Solve matrix diagonal and sliding-window statistics
Company: Meta
Role: Machine Learning Engineer
Category: Coding & Algorithms
Difficulty: medium
Interview Round: Technical Screen
1) Given an m x n integer matrix, determine whether every top-left to bottom-right diagonal has the same value (Toeplitz property). Return true/false, analyze time and space complexity, and describe how to handle a streaming input of rows.
2) Design a data structure that maintains the moving average of the last k numbers in a real-time stream. Support push(x) and query() in amortized O(
1) time and O(k) space. Address numerical precision, overflow, and behavior when the stream has fewer than k elements.
3) Given an array nums and a window size k, output the median of each sliding window across the array. Achieve O(n log k) time or better. Explain the data structures you would use, how you handle duplicates and even k, and discuss memory trade-offs.

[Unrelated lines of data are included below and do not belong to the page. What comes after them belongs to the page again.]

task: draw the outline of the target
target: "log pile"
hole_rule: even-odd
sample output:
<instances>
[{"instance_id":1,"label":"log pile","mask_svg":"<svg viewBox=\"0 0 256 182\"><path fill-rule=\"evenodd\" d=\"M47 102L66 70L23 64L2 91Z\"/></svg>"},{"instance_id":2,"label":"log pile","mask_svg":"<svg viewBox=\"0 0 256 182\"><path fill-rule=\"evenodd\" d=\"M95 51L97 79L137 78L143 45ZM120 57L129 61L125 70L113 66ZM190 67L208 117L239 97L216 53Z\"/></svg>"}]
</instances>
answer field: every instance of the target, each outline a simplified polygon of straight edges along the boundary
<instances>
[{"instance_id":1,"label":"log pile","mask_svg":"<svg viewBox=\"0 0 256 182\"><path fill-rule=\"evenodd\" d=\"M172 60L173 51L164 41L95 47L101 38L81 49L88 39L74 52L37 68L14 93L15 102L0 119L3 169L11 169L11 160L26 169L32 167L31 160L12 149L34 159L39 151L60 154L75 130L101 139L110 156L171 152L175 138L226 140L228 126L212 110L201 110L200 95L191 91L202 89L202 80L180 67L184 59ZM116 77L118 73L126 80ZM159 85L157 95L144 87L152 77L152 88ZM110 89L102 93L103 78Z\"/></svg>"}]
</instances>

Quick Answer: Solve matrix diagonal and sliding-window statistics evaluates algorithm design, data structures, correctness, complexity, edge cases, and implementation details in a realistic interview setting. A strong answer states assumptions, handles edge cases, explains trade-offs, and shows how to validate the result clearly.
Solution
# Solution Alignment
The prompt asks for an implementation-level answer. The safest way to present it is to define the state, maintain clear invariants, then walk through complexity and tests.
## Problem Restatement
1) Given an m x n integer matrix, determine whether every top-left to bottom-right diagonal has the same value (Toeplitz property). Return true/false, analyze time and space complexity, and describe how to handle a streaming input of rows. 2) Design a data structure that maintains the moving average of the last k numbers in a real-time stream. Support push(x) and query() in amortized O( 1) time and O(k) space. Address numerical precision, overflow, and behavior when the stream has fewer than k elements. 3) Given an array nums and a window size k, output the median of each sliding window across the array. Achieve O(n log k) time or better. Explain the data structures you would use, how you ha...
## Recommended Approach
Represent each cell as a state. Use BFS for minimum-distance propagation, DFS with memoization for longest monotonic paths, and careful boundary checks for simulation. Store obstacles or visited cells in sets when the grid is sparse.
## Correctness
The implementation should maintain an invariant after each loop or operation that directly matches the problem statement. At termination, that invariant implies the returned value has considered every valid candidate exactly once, or has preserved the required data-structure state after every API call.
## Complexity
A full grid traversal is O(mn) time and O(mn) space in the worst case. Sparse simulation is O(number_of_commands) plus obstacle storage.
## Edge Cases and Tests
Empty grid, one row/column, blocked start or target, boundaries, repeated visits, and tie-breaking among equal-distance cells.